こんがり焼けたパンプキンパイの上には、見事なドクロマークが描かれている。
「大将、だからよ〜・・・食いモンの上にこういう絵を描くなってば!」
「何でだよ。オレの勝手だろ」
「兄さんは、コレさえなければ本当に料理上手なのにねぇ・・・」
「アル、紅茶」
「3人がご飯食べ終わるまで待ちなよ。デザートでいいでしょ」
エドワードはちぇっと言いながらテーブルにパイを置いた。
「何止まってるんだ?早く飯食っちまえよ」
「あ、ああ。ではいただくよ」
止まっていたロイとは対照的に、既にブレダはガツガツと食べ始めている。
「チクショウ、ハボてめぇ・・・!クソッ、美味いじゃねぇかこのやろう!」
「ぶつぶつ言いながら食うなよブレダ!」
「・・・飯食いながらの打ち合わせ、無理そうだなぁ」
苦笑したエドワードが立ち上がって窓へ向かい、僅かにカーテンを避けて外を見た。
「兄さん、雪強い?」
「ああ、まだ止みそうにないな。
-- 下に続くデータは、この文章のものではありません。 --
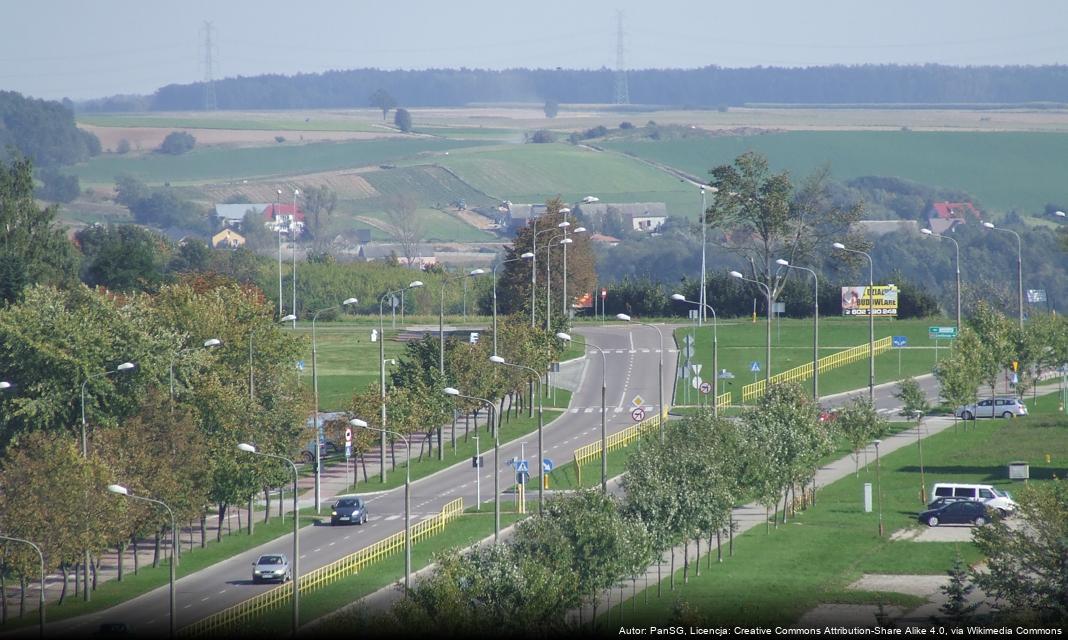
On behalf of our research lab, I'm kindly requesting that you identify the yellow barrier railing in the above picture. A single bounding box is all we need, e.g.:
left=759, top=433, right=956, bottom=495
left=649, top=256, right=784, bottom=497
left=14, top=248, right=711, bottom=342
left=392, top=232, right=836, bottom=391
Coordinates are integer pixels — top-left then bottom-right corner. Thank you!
left=179, top=498, right=464, bottom=636
left=741, top=335, right=894, bottom=402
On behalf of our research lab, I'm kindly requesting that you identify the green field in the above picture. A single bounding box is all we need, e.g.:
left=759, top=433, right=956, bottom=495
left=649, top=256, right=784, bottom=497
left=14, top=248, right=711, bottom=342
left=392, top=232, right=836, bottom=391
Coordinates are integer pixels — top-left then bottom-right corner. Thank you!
left=70, top=139, right=489, bottom=186
left=603, top=131, right=1068, bottom=214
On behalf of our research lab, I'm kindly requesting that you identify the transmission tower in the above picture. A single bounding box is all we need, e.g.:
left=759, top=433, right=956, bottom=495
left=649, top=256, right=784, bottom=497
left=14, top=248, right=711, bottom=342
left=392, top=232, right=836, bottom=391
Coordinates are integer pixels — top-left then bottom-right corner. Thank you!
left=201, top=20, right=218, bottom=111
left=615, top=11, right=630, bottom=105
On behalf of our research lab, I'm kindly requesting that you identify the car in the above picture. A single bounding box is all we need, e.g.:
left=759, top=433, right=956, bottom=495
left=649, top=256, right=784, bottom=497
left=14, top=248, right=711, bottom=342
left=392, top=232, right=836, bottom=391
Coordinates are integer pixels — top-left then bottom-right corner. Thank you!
left=252, top=553, right=293, bottom=583
left=918, top=500, right=990, bottom=527
left=953, top=395, right=1027, bottom=420
left=330, top=497, right=367, bottom=526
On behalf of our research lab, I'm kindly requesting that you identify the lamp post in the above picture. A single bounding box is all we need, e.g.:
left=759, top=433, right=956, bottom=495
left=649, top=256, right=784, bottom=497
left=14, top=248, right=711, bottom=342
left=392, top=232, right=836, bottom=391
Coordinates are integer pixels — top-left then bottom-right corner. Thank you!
left=556, top=332, right=615, bottom=495
left=775, top=257, right=819, bottom=404
left=443, top=387, right=501, bottom=543
left=490, top=251, right=534, bottom=356
left=348, top=418, right=411, bottom=597
left=108, top=484, right=175, bottom=638
left=731, top=271, right=773, bottom=384
left=983, top=221, right=1021, bottom=331
left=309, top=297, right=359, bottom=514
left=237, top=442, right=300, bottom=638
left=615, top=313, right=668, bottom=443
left=831, top=243, right=875, bottom=406
left=920, top=229, right=960, bottom=331
left=489, top=354, right=542, bottom=515
left=378, top=280, right=423, bottom=484
left=671, top=290, right=720, bottom=417
left=0, top=536, right=44, bottom=638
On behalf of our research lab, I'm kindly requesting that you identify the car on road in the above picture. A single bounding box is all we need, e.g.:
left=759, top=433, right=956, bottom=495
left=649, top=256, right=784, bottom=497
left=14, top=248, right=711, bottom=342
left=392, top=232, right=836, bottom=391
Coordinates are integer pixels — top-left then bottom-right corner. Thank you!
left=918, top=500, right=990, bottom=527
left=252, top=553, right=293, bottom=583
left=330, top=497, right=367, bottom=526
left=953, top=395, right=1027, bottom=420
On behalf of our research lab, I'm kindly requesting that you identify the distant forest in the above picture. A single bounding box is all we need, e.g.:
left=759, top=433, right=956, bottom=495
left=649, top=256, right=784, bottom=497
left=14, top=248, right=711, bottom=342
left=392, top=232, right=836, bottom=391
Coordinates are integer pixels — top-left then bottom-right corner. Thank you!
left=79, top=64, right=1068, bottom=111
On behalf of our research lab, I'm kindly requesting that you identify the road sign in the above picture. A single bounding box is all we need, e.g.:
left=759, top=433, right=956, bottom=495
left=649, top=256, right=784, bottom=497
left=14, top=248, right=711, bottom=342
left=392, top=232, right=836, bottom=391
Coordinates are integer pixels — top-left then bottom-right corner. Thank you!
left=927, top=327, right=957, bottom=340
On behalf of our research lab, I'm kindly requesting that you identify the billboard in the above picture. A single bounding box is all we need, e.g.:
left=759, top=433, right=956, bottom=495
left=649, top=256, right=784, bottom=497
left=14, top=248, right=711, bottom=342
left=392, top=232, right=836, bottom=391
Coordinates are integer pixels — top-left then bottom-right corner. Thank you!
left=842, top=284, right=897, bottom=317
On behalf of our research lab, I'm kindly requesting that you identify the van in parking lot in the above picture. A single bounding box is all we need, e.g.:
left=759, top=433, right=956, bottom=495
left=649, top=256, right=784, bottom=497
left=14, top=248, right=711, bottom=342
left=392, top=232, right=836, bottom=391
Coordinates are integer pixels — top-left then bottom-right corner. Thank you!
left=930, top=482, right=1016, bottom=516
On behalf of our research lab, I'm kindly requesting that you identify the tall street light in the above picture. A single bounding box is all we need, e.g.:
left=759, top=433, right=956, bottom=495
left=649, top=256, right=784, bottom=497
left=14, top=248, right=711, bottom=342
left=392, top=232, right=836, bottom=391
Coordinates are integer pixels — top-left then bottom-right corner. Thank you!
left=489, top=354, right=546, bottom=515
left=615, top=313, right=668, bottom=443
left=983, top=222, right=1023, bottom=331
left=442, top=387, right=501, bottom=543
left=731, top=271, right=773, bottom=384
left=671, top=290, right=720, bottom=417
left=556, top=332, right=615, bottom=495
left=378, top=280, right=423, bottom=484
left=775, top=257, right=819, bottom=404
left=920, top=229, right=960, bottom=331
left=237, top=442, right=300, bottom=638
left=831, top=243, right=875, bottom=406
left=108, top=484, right=178, bottom=638
left=0, top=536, right=44, bottom=638
left=309, top=297, right=359, bottom=514
left=490, top=251, right=534, bottom=356
left=348, top=418, right=411, bottom=597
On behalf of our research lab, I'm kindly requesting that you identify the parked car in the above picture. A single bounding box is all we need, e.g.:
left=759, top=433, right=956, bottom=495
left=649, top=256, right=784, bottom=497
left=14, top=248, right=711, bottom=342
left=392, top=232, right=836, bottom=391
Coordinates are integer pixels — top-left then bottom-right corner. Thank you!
left=330, top=497, right=367, bottom=525
left=954, top=395, right=1027, bottom=420
left=920, top=500, right=990, bottom=527
left=252, top=553, right=293, bottom=582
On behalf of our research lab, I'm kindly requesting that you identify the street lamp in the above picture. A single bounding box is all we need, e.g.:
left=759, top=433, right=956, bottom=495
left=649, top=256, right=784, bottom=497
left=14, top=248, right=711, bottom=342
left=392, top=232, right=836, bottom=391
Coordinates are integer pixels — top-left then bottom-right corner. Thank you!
left=775, top=257, right=819, bottom=404
left=920, top=229, right=960, bottom=331
left=108, top=484, right=176, bottom=638
left=0, top=536, right=43, bottom=638
left=983, top=221, right=1021, bottom=331
left=237, top=442, right=300, bottom=638
left=671, top=294, right=720, bottom=417
left=615, top=313, right=668, bottom=444
left=348, top=418, right=411, bottom=597
left=490, top=251, right=534, bottom=356
left=831, top=243, right=875, bottom=406
left=309, top=297, right=359, bottom=514
left=378, top=280, right=423, bottom=484
left=442, top=387, right=499, bottom=543
left=731, top=271, right=772, bottom=384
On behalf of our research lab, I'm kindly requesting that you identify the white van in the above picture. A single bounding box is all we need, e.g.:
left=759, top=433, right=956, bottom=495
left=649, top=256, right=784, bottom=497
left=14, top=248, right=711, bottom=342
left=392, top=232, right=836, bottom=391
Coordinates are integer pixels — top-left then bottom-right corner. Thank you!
left=931, top=482, right=1016, bottom=516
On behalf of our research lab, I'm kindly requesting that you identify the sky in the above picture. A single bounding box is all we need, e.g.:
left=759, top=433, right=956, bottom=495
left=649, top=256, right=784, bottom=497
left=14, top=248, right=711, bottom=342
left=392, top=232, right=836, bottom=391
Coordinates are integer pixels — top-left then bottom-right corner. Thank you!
left=0, top=0, right=1068, bottom=99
・・・つーかコレ、帰れないんじゃねぇ?」
ジャンも窓に歩み寄り、エドワードの上から外を見る。
「一応俺の使ってる車は冬用タイヤなんだけどな」
「無理よ。私のも冬タイヤだったけれど、坂を上れなかったもの。朝になって日が昇ればどうにかなるかもしれないけれど」
「んじゃ、全員泊まりだな。・・・ってウチ、ゲストルーム3つしかねーやどうしよう」
はっとしたエドワードにアルフォンスがしれっと答えた。
「何言ってるの、ハボック少尉は兄さんの部屋で寝るんじゃないの?そしたら3つでいいじゃないか」
「「んなっ」」
アルフォンスの言葉にエドワードとジャンはハモって固まる。
「なななな何言ってるんだよアル!?そ、そんなわけねーじゃん?!」
「そ、そうだ大将、お前アルと一緒に寝ろよ!そんで俺が大将の部屋使うから!!」
「そっ、そうだよな、それがいい!」
「えー!?ヤだよ兄さん寝相悪いんだから!大丈夫だよ別に部屋覗きに行ったりしないし、ごゆっくり」
「「違ーーーう!!」」
思い切りうろたえるじゃんとエドワードに、二人を除く全員が不審の表情を浮かべた。
「お前たち、そこまでうろたえるようなことか・・・?付き合い始めてもう5ヶ月にもなるだろうが」
「うっせぇな!!いいからさっさと飯食えよ、いつまでも打ち合わせ出来ないだろっ!!」
真っ赤になったエドワードがロイを怒鳴ると、ロイは肩を竦めてフォークを動かし始めた。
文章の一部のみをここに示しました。